Results for commit c0415da4. ± Comparison against base commit 67ccf1ec.

:recycle: This comment has been updated with latest results.

Masterchen09 commented 2 years ago

I had some issues with the value field of the GenericAspect in the MetadataChangeLogEvent, therefore I have removed the tuple parameter. The value field of the GenericAspect is a bytes field, but the JSON representation of the field is a string. After some debugging I have figured out that the avrogen package cannot handle string-encoded bytes field (correctly) when the tuples parameter is true (the path I followed was the following: from_obj calls with_tuple_union -> self.fastavro is True when tuples is true -> from_obj also calls from_json_object which calls _generic_from_json -> _generic_from_json calls _union_from_json which calls validates -> validates accepts strings for bytes fields only if self.fastavro is false).

I am not sure if this might be an issue of the avrogen package, but it worked with the removed tuples parameter, therefore I was happy at that point. 😁

For the EntityChangeEvent we might not need to change the tuples parameter, because there should not be any bytes field in there or at least at the moment?

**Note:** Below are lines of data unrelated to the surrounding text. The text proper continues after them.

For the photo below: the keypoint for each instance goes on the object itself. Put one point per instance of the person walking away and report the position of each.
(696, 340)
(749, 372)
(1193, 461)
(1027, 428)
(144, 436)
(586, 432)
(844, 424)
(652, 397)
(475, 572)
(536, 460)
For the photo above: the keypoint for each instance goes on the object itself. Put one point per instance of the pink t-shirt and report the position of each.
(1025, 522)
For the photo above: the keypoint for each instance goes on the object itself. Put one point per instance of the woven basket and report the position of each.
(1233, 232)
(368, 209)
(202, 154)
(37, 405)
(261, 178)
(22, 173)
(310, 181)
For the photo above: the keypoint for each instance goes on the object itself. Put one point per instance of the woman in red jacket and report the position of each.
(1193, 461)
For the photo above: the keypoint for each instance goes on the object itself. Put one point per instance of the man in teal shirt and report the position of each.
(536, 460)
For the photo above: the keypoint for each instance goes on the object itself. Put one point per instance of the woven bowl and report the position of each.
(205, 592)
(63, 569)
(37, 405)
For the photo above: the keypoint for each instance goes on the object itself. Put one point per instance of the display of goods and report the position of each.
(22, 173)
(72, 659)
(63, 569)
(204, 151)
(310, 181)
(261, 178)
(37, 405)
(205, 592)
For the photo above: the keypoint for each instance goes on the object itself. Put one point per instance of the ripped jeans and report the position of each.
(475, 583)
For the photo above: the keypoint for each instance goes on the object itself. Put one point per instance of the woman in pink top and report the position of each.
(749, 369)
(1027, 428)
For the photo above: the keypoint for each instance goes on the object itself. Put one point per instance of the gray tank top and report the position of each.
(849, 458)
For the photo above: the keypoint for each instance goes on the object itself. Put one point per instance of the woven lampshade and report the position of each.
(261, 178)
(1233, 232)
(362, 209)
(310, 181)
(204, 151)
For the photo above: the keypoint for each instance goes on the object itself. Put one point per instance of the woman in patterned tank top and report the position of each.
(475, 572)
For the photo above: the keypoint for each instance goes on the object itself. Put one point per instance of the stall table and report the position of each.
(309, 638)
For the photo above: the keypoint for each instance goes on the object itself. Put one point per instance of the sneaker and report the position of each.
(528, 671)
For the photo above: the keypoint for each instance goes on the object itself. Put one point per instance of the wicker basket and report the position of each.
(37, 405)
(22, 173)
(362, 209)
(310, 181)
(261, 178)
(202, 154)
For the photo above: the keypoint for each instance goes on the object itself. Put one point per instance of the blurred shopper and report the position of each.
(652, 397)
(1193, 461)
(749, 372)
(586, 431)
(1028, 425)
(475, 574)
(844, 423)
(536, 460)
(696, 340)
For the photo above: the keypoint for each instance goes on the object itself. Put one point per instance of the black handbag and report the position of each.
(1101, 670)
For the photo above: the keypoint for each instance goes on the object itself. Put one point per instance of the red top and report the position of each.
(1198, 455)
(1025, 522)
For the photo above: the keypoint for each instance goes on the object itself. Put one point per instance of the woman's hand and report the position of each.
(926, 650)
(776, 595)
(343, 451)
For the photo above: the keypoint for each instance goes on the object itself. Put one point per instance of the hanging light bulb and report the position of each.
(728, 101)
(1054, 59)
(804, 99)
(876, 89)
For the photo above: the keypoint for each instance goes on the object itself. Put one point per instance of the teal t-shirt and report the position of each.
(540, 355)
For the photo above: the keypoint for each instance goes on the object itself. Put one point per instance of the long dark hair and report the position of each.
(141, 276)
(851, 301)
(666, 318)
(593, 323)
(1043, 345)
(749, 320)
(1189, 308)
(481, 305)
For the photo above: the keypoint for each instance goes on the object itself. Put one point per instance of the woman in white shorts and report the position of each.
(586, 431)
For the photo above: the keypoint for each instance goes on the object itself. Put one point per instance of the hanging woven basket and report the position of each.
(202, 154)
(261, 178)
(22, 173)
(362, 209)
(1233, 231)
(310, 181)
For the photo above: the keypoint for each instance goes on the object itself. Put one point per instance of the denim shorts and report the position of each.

I have also added some tests for the from_json method of the two event classes and the event envelope, I think these are helpful to verify that the methods are working correctly.

The parameter deserialization now also works for the EnitityChangeEvent and is using the hack from the Kafka source (not nice, but it works...?). I have also noticed that the from_obj method of the events does not return an Event instance, instead an instance of the parent class is returned, therefore the from_class method is used to construct a valid Event instance (originally I only wanted to quickly test something...therefore I did not noticed that the instance was not an Event instance).

To have the hack with the parameters only at one place I have also updated the Kafka event source to use the from_json method of the EntityChangeEvent (the Kafka event source no longer needs it's own logic for the deserialization of the message).

jjoyce0510 commented 2 years ago

Amazing! Looking over this again now